7.3. Fragility Function Rotation

postprocessor.calculate_rotated_fragility(percentile, theta, sigma_record2record, sigma_build2build=0.30, sigma_ds=0.30, intensities=np.round(np.geomspace(0.05, 10.0, 50), 3))[source]

Calculates a rotated fragility function based on a lognormal cumulative distribution function (CDF), adjusting the median intensity to align with a specified target percentile.

This function modifies the median intensity based on the desired target percentile and total uncertainty (considering both record-to-record variability and modeling variability). The resulting rotated fragility curve represents the damage exceedance probabilities for a range of intensity measure levels, as defined by the lognormal distribution.

Parameters:

percentile (float) – The target percentile for fragility function rotation. This value corresponds to the desired percentile (e.g., 0.2 corresponds to the 20th percentile of the fragility curve). The curve is adjusted such that this percentile aligns with the calculated fragility function.
theta (float) – The median seismic intensity corresponding to the edp-based damage threshold.
sigma_record2record (float) – The uncertainty associated with record-to-record variability in the seismic records used to derive the fragility.
sigma_build2build (float, optional, default=0.30) – The uncertainty associated with modeling variability between different buildings or building types.
sigma_ds (float, optional) – The logarithmic standard deviation representing uncertainty in damage-state thresholds. Default value is 0.30.
intensities (array-like, optional,) – default=np.round(np.geomspace(0.05, 10.0, 50), 3) A list or array of intensity measure levels at which to evaluate the fragility function, typically representing seismic intensity levels (e.g., spectral acceleration). The default is a geometric space ranging from 0.05 to 10.0.

Returns:

theta_prime (float) – The new median intensity after the rotation based on the specified percentile.
beta_total (float) – The total standard deviation of the lognormal distribution, calculated from both record-to-record and building-to- building (modelling) uncertainties.
poes (array-like) – The probabilities of exceedance (fragility values) corresponding to the input intensity measure levels. This is the lognormal CDF evaluated at the given intensities with the rotated median and combined uncertainty.

References

1) Porter, K. (2017), “When Addressing Epistemic Uncertainty in a Lognormal Fragility Function, How Should One Adjust the Median?”, Proceedings of the 16th World Conference on Earthquake Engineering (16WCEE), Santiago, Chile.

Theoretical Background

Fragility function rotation adjusts the median capacity to account for epistemic uncertainty, so that the rotated curve passes through a specified percentile of the original curve (Porter, 2017).

Motivation

When epistemic uncertainty (building-to-building variability \(\beta_{\text{b2b}}\) and damage-state threshold uncertainty \(\beta_{\text{DS}}\)) is added to the aleatory record-to-record dispersion \(\beta_{\text{r2r}}\), the total dispersion increases:

\[\beta_{\text{total}} = \sqrt{\beta_{\text{r2r}}^2 + \beta_{\text{b2b}}^2 + \beta_{\text{DS}}^2}\]
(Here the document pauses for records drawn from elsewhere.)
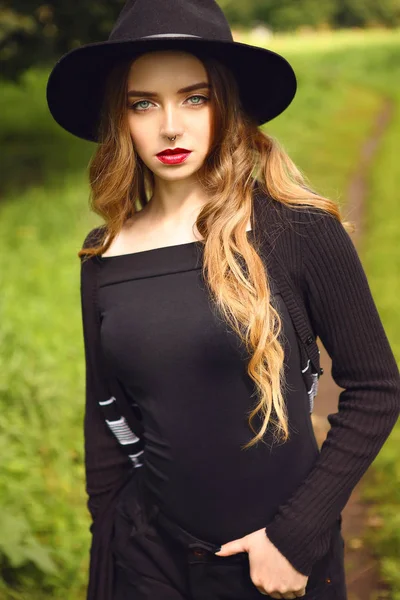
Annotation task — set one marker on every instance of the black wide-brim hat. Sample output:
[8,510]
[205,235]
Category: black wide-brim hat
[75,88]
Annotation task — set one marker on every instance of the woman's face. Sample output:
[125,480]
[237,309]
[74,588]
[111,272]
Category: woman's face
[168,111]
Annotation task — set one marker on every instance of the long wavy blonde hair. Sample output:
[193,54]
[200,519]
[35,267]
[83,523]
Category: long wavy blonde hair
[240,153]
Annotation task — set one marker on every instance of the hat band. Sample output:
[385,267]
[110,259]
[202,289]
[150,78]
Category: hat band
[168,35]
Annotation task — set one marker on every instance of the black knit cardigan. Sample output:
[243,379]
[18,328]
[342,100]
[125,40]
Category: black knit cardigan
[314,263]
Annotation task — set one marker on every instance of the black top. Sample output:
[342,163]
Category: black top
[187,372]
[329,284]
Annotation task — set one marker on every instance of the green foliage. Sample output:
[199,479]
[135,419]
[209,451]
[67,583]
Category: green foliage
[33,33]
[342,81]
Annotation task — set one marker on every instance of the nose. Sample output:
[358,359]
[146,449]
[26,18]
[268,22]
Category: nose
[171,122]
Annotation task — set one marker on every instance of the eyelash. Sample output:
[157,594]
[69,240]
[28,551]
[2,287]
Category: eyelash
[133,106]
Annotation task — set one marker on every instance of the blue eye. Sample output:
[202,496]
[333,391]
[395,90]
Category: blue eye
[136,104]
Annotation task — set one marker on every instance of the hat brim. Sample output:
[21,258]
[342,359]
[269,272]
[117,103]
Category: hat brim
[267,82]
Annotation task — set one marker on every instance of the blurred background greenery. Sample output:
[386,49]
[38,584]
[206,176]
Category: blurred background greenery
[346,54]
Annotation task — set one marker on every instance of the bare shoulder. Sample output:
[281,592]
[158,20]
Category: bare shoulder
[124,241]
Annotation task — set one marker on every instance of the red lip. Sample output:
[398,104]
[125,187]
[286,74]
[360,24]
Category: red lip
[168,151]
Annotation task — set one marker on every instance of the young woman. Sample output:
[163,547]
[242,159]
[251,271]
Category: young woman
[181,313]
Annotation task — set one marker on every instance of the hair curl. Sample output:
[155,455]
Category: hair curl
[240,153]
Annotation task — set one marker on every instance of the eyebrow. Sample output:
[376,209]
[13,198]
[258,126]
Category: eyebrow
[190,88]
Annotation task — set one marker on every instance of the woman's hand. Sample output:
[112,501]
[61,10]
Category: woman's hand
[270,571]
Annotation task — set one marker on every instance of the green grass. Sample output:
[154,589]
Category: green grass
[44,217]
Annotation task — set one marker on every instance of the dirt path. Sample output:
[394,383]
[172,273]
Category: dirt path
[362,572]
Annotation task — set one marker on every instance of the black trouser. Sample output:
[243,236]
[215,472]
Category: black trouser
[155,559]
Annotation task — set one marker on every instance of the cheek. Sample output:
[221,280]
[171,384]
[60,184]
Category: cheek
[202,130]
[140,133]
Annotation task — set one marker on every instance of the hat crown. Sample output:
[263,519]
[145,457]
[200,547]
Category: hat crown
[164,18]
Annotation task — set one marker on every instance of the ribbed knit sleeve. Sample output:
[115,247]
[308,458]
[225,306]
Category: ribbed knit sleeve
[105,462]
[345,318]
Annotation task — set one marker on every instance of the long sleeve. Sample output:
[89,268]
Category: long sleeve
[105,462]
[345,318]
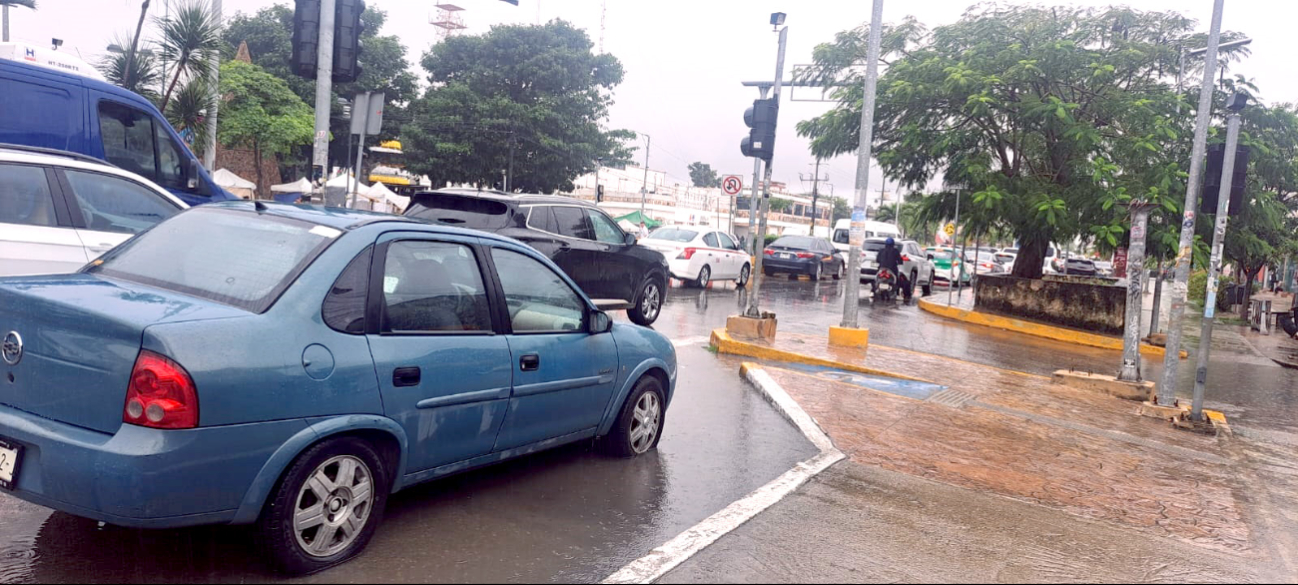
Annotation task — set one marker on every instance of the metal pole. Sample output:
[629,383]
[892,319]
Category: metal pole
[950,284]
[1201,374]
[209,153]
[644,188]
[323,94]
[1131,366]
[852,295]
[1180,286]
[766,187]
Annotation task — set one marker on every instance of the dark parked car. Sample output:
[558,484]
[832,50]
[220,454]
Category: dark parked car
[802,254]
[583,240]
[1079,267]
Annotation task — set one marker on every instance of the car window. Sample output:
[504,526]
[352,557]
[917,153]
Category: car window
[113,204]
[673,234]
[25,196]
[129,139]
[256,260]
[573,222]
[539,300]
[541,218]
[432,287]
[344,305]
[605,230]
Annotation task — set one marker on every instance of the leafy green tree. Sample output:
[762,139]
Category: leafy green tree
[269,34]
[260,112]
[701,174]
[1046,119]
[532,99]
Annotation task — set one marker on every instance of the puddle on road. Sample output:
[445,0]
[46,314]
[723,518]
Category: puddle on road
[892,385]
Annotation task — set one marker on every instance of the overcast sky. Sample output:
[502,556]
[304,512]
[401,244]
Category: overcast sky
[684,59]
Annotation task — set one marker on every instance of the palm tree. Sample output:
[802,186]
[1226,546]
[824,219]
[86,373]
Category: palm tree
[191,36]
[139,74]
[188,110]
[30,4]
[129,68]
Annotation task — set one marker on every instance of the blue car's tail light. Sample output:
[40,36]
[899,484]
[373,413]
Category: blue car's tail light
[161,394]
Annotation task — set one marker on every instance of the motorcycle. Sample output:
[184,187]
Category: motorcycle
[885,286]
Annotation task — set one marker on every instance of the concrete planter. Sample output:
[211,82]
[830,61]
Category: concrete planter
[1077,302]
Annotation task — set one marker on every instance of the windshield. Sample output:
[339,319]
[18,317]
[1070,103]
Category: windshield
[796,241]
[256,260]
[673,234]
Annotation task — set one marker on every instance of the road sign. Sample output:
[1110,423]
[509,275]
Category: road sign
[732,184]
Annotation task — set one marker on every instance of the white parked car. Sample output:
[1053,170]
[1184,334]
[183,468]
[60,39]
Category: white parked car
[60,210]
[698,256]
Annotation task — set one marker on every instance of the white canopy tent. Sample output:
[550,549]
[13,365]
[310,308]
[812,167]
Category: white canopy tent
[234,183]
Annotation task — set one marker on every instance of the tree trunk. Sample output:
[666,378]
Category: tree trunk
[1031,260]
[135,43]
[256,153]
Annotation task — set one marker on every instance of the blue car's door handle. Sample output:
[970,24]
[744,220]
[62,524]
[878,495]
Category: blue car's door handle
[405,376]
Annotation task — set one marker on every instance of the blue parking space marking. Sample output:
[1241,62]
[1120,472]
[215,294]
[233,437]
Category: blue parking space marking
[892,385]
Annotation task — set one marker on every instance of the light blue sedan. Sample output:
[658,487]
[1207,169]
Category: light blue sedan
[292,366]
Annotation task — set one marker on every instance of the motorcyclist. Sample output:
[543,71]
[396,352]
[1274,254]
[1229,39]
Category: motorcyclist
[889,258]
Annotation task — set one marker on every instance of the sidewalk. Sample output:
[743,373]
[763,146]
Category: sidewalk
[1006,477]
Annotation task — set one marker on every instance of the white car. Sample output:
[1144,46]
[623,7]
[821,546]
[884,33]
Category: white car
[698,256]
[60,210]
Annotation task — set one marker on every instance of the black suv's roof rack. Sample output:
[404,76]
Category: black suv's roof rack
[55,152]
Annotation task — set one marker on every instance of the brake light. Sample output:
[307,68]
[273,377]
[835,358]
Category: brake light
[161,394]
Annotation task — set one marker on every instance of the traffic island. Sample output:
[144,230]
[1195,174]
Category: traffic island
[1111,385]
[752,327]
[1039,330]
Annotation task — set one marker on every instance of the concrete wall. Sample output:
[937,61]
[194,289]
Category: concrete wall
[1094,308]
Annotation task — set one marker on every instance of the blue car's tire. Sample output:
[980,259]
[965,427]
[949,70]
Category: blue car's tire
[640,422]
[326,506]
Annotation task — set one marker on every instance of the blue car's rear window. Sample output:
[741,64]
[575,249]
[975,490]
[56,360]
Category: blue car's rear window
[236,258]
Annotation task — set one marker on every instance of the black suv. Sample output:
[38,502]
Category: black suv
[583,240]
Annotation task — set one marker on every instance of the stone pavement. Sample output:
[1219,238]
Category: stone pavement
[1087,458]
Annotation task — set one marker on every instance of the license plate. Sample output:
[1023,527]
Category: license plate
[11,455]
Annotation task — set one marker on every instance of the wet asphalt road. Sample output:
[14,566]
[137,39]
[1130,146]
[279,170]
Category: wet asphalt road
[571,514]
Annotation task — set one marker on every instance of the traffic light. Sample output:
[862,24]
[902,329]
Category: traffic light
[761,139]
[1212,179]
[347,39]
[306,26]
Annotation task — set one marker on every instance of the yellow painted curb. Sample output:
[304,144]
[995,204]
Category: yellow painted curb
[849,337]
[1019,326]
[726,344]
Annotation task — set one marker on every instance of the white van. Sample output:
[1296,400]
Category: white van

A naïve approach (keeping the same median \(\theta\)) would shift the fragility curve upward, implying lower damage probabilities at high intensity. The rotation method avoids this by anchoring the wider curve at a target percentile \(p\) of the original aleatory curve.

Rotated median

The adjusted median \(\theta'\) is chosen such that the rotated curve passes through the \(p\)-th percentile of the unrotated (aleatory-only) curve:

\[\theta' = \theta \cdot \exp\!\bigl(-\Phi^{-1}(p)\cdot (\beta_{\text{total}} - \beta_{\text{r2r}})\bigr)\]

where \(\Phi^{-1}(\cdot)\) is the standard normal quantile function.

The rotated fragility curve is then:

\[P(\text{DS} \geq ds \mid \text{IM}) = \Phi\!\left(\frac{\ln(\text{IM}/\theta')}{\beta_{\text{total}}}\right)\]

A value of \(p = 0.10\) (10th percentile) is a common choice, rotating the median downward to produce a more conservative representation of expected damage.